Explain how different features impact model predictions with SHAP values¶
import shap
explainer = shap.Explainer(final_model.predict, test[features])
shap_values = explainer(test[features])
IProgress not found. Please update jupyter and ipywidgets. See https://ipywidgets.readthedocs.io/en/stable/user_install.html Permutation explainer: 602it [00:44, 11.13it/s]
Overall Feature Importance¶
max_display = 11
shap.plots.bar(shap_values, max_display = max_display)
From the plot above, it could be observed that the top 5 most influential features, in descending order are:
- term
- loan_insured_amount_diff
- state
- insured_amount
- industry
The bottom 2 features, business_new and business_type, are observed to have minimal to no effect on the model predictions.
Effect of feature values on model predictions¶
shap.summary_plot(shap_values)
No data for colormapping provided via 'c'. Parameters 'vmin', 'vmax' will be ignored
From the plot above, it could be observed that in general, lower values of term, loan_insured_amount_diff, insured_amount, employee_count and insured_loan_ratio have a positive impact on the model prediction score (i.e. increased probability of default), while higher values have a negative impact on the model prediction score (i.e. decreased probability of default).

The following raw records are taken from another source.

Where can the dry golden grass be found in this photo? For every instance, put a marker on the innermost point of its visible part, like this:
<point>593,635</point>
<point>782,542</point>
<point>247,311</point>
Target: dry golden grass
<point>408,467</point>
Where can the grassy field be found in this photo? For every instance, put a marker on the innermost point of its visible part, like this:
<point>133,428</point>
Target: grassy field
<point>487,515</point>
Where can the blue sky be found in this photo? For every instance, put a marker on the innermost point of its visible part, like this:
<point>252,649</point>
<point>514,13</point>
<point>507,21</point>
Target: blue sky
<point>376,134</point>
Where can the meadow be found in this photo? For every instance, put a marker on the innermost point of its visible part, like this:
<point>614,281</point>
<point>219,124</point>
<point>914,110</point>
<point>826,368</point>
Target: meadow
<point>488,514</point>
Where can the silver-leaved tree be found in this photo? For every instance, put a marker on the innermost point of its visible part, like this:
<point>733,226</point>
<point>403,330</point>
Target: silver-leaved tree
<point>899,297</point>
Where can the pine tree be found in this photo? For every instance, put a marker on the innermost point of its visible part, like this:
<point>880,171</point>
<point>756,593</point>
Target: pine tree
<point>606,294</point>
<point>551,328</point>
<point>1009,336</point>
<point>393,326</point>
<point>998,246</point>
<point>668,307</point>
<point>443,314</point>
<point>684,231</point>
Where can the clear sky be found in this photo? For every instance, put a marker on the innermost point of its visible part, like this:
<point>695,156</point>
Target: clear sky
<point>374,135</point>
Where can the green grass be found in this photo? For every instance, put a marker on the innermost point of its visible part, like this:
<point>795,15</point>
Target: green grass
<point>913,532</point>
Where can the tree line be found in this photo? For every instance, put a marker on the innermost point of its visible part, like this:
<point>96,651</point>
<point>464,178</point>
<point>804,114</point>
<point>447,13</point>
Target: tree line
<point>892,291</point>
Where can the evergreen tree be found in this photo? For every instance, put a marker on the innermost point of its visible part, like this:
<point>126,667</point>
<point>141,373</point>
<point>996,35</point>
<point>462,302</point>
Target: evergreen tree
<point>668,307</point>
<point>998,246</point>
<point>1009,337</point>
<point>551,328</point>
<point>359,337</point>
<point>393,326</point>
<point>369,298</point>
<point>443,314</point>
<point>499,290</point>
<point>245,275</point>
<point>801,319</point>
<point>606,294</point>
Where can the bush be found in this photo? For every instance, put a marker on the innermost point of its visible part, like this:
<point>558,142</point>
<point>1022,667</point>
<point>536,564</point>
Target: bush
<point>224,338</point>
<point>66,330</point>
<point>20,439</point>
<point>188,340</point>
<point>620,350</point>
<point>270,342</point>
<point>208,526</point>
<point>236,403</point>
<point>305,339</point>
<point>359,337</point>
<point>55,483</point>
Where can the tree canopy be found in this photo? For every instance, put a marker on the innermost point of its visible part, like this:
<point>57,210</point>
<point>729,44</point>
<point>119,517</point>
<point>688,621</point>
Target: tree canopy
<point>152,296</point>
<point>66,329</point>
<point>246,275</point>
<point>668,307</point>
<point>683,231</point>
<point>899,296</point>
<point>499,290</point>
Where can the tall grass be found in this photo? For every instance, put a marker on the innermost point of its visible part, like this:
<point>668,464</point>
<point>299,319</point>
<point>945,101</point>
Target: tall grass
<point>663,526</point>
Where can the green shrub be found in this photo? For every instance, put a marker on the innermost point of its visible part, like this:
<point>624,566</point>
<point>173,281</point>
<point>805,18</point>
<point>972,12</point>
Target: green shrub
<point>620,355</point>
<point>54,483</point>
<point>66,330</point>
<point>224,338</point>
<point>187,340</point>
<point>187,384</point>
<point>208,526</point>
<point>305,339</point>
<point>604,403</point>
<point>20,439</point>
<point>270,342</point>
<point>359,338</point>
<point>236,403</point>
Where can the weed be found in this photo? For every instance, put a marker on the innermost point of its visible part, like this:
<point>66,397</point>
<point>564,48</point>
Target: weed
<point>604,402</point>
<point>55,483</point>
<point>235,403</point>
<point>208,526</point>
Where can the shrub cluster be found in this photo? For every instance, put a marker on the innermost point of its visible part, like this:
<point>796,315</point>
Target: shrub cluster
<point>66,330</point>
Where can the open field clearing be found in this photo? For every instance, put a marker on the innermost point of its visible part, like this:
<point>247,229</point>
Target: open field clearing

Local contribution of feature values on model prediction for a single observation¶
Local contribution of features values on model prediction, default_status = 1 for a single observation
idx = test[test.default_status == 1].index[0]
print(test.iloc[idx])
shap.plots.waterfall(shap_values[idx], max_display = max_display)
id 3794845001 industry 15 state 20 request_date 2009-12-04 00:00:00 term 29 employee_count 8 business_new 1 business_type 0 other_loans 1 loan_amount 340000.0 insured_amount 75000.0 loan_insured_amount_diff 265000.0 insured_loan_ratio 0.220588 model_score 0.571516 default_status 1 Name: 3, dtype: object
From the plot above, it could be observed that a short term (i.e. 29) and low insured_loan_ratio (i.e. 0.221) heavily influences the model to predict that the company is highly likely to default. Conversely, a high loan_insured_amount_diff (i.e. 265,000), influences the model to predict that the company is less likely to default.
Local contribution of features values on model prediction, default_status = 0 for a single observation
idx = test[test.default_status == 0].index[-1]
print(test.iloc[idx])
shap.plots.waterfall(shap_values[idx], max_display = max_display)
id 3901935000 industry 12 state 21 request_date 2010-02-11 00:00:00 term 84 employee_count 1 business_new 0 business_type 0 other_loans 1 loan_amount 66073.0 insured_amount 15000.0 loan_insured_amount_diff 51073.0 insured_loan_ratio 0.227022 model_score 0.013591 default_status 0 Name: 600, dtype: object
From the plot above, it could be observed that a long term (i.e. 84) and high loan_insured_amount_diff (i.e. 51,073) heavily influences the model to predict that the company is very unlikely to default.